On 31 January 2020 the UK left the European Union (EU). Since then, we have been in a ‘transition period’ which will end on 31 December 2020. This will mean as of the 1 January 2021, EU law will be converted to domestic law however, the UK Supreme Court will still be bound by the decisions of the European Court of Justice (ECJ) made before this date as if it were its own case law.

Chapter 2 of the Withdrawal Agreement (Agreement) sets out the rights of workers and self-employed persons. The Agreement ensures these persons will continue to be able to benefit from their current workers’ rights based on EU law (subject to the EU law limitations) and therefore workers will see no change unless or until changed by any subsequent domestic legislation. In effect, this means that everything is staying the same.

Articles 24 and 25 confirm workers or self-employed persons shall continue to benefit from:

• the right not to be discriminated against on grounds of nationality as regards employment, remuneration and other conditions of work and employment;

• the right to take up and pursue an activity in accordance with the rules applicable to the nationals of the host State or the State of work;

• the right to assistance afforded by the employment offices of the host State or the State of work as offered to own nationals;

• the right to equal treatment in respect of conditions of employment and work, in particular as regards remuneration, dismissal and in case of unemployment, reinstatement or re‐employment;

• the right to social and tax advantages;

• collective rights;

• the rights and benefits accorded to national workers in matters of housing; and

• the right for their children to be admitted to the general educational, apprenticeship and vocational training courses under the same conditions as the nationals of the host State or the State of work, if such children are residing in the territory where the worker works.

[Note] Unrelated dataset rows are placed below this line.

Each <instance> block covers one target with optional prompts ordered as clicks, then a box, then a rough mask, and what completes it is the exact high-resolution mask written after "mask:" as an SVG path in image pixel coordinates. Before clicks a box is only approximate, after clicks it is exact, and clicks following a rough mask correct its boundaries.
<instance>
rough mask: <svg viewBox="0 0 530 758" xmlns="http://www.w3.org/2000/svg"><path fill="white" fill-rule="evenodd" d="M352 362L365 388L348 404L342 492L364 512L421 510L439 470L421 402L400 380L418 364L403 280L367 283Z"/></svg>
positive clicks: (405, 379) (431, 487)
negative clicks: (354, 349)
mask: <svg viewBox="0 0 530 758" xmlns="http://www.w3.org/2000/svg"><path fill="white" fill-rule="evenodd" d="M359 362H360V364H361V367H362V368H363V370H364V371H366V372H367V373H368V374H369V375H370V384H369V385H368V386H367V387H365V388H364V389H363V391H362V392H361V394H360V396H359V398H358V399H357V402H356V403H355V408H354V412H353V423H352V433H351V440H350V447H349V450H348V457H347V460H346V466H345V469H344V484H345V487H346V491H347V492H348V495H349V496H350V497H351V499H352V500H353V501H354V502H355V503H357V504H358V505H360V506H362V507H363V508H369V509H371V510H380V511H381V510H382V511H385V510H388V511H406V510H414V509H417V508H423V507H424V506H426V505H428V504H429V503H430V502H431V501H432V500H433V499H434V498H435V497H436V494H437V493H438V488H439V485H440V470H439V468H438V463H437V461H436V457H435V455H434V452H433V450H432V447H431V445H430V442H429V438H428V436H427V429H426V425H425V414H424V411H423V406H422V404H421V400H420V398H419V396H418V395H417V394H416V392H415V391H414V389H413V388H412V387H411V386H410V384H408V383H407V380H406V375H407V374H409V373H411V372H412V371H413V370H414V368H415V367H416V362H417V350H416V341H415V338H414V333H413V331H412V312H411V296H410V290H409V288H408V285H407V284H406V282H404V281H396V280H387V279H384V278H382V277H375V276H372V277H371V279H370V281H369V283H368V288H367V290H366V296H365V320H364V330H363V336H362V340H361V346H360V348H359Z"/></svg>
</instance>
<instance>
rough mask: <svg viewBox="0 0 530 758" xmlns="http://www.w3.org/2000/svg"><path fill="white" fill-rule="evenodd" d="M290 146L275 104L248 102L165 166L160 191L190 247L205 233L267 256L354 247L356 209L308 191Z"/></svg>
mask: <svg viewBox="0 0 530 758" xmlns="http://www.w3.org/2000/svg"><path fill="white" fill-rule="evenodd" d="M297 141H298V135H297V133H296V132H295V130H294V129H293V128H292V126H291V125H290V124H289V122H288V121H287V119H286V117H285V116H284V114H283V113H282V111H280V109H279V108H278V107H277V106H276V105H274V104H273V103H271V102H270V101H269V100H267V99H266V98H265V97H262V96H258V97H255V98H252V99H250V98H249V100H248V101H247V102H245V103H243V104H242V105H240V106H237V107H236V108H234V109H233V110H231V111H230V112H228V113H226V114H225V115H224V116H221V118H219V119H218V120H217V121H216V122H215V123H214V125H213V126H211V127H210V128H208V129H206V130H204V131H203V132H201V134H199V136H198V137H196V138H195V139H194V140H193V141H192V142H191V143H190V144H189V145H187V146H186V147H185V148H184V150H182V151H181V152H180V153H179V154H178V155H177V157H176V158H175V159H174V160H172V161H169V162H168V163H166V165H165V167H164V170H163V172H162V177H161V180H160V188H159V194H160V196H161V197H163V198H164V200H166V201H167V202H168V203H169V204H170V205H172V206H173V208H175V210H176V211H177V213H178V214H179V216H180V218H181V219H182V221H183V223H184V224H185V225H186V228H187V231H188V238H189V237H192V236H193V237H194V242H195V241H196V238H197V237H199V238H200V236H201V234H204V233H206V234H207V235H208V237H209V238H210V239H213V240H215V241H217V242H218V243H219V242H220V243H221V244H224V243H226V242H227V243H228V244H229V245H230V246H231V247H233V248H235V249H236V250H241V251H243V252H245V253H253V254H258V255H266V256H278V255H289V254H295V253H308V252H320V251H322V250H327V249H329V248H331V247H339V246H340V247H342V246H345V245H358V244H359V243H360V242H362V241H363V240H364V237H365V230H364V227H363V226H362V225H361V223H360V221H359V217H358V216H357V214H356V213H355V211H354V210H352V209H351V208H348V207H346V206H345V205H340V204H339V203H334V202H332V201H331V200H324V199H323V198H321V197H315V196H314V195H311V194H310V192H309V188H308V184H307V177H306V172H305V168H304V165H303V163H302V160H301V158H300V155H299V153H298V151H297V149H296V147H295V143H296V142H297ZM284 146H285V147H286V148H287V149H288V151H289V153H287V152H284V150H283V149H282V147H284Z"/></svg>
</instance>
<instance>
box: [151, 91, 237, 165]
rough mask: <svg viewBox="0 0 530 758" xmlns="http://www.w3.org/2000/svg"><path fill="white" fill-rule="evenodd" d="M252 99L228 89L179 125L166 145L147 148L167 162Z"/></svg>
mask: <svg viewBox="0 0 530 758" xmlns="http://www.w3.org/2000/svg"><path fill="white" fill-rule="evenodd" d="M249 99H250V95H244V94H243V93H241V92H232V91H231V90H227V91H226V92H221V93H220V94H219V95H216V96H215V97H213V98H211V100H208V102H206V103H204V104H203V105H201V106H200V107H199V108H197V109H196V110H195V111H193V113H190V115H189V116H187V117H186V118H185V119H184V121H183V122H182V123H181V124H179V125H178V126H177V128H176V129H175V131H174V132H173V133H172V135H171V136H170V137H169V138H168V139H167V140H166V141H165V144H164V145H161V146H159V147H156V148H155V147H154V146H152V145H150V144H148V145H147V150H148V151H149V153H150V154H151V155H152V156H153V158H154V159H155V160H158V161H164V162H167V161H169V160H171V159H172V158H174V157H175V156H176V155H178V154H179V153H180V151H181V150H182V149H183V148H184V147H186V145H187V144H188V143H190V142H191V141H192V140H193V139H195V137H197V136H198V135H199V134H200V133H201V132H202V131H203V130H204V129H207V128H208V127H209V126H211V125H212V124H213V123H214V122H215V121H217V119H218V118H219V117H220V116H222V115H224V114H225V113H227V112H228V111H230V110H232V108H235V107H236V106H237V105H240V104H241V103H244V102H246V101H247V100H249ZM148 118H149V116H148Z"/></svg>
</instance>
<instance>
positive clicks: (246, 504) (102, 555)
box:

The Agreement will also protect the rights of frontier workers or frontier self-employed persons in the countries where they work as well as the recognition of professional qualifications.

Although, for now, nothing will change for employees and the self-employed, there are substantial changes for employers in the area of immigration and the rules are changing radically. Employers would be wise to conduct an audit of their workforce in order to identify which employees are EEA nationals in the UK or British nationals in EEA and may wish to offer assistance with employees’ applications for settled or pre-settled status. For employers with large scale future recruitment requirements, it would be sensible to also look at obtaining a sponsor licence.